35. — Il y aurait donc, de l’exemple rappelé par Mill, un enseignement à tirer, qui nous paraît décisif contre la thèse de l’empirisme. La portée d’une expérience comme celle du Puy-de-Dôme ne se réduit nullement à ce résultat, non négligeable d’ailleurs, de mettre en évidence, suivant le procédé des variations concomitantes, une relation de proportionnalité inverse entre l’altitude où est faite l’observation et la hauteur de la colonne mercurielle. Son succès, qui a excité l’émerveillement, a consisté à déceler l’existence de l’antécédent que la nature dérobait à notre observation directe, alors que l’action en était pourtant tellement proche de nous, constante et considérable. Par suite, ce serait interpréter à rebours les conditions auxquelles ont été liés dans la réalité de l’histoire et l’effondrement de la physique scolastique et l’avènement de la science véritable, que de les subordonner à ce postulat qu’il s’agissait avant tout de raisonner sur un schéma du type de ceux que Mill se donne pour acquis, en les supposant fournis par l’expérience. À ce moment, le problème était effectivement résolu, comme il l’est d’ailleurs dès avant l’instant où commence le discours syllogistique. L’effort du génie créateur consistait à découvrir l’antécédent dont l’ignorance avait condamné à des conclusions erronées et imaginaires les inductions, impeccables en soi et impeccables selon Mill, des générations antérieures.

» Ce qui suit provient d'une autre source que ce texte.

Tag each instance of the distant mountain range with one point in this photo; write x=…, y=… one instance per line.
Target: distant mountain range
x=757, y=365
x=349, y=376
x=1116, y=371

Pour nous, l’exemple auquel Mill fait une rapide allusion, a la force d’un témoignage susceptible de remettre en question toute la conception empiriste des rapports entre l’expérience et la causalité. Que John Stuart Mill n’ait pas réussi à prendre conscience d’une telle force, ce serait, à nos yeux du moins, un indice grave ; car cela signifierait qu’il était, au fond, et comme Maine de Biran nous a paru l’être, un philosophe d’école, plus préoccupé de défendre son système contre les doctrines rivales que de prendre, pour son propre compte, contact avec la réalité de l’expérience. La démarcation entre les spéculations antiques sur la nature et la conception moderne de la physique et de la chimie, il n’est pas allé la chercher où elle se trouvait, dans les révolutions d’ordre proprement scientifique dont les Galilée et les Descartes, les Torricelli et les Pascal, les Lavoisier enfin, ont été les initiateurs, mais dans les préceptes, abstraits, dans la rhétorique magistrale, d’un Bacon.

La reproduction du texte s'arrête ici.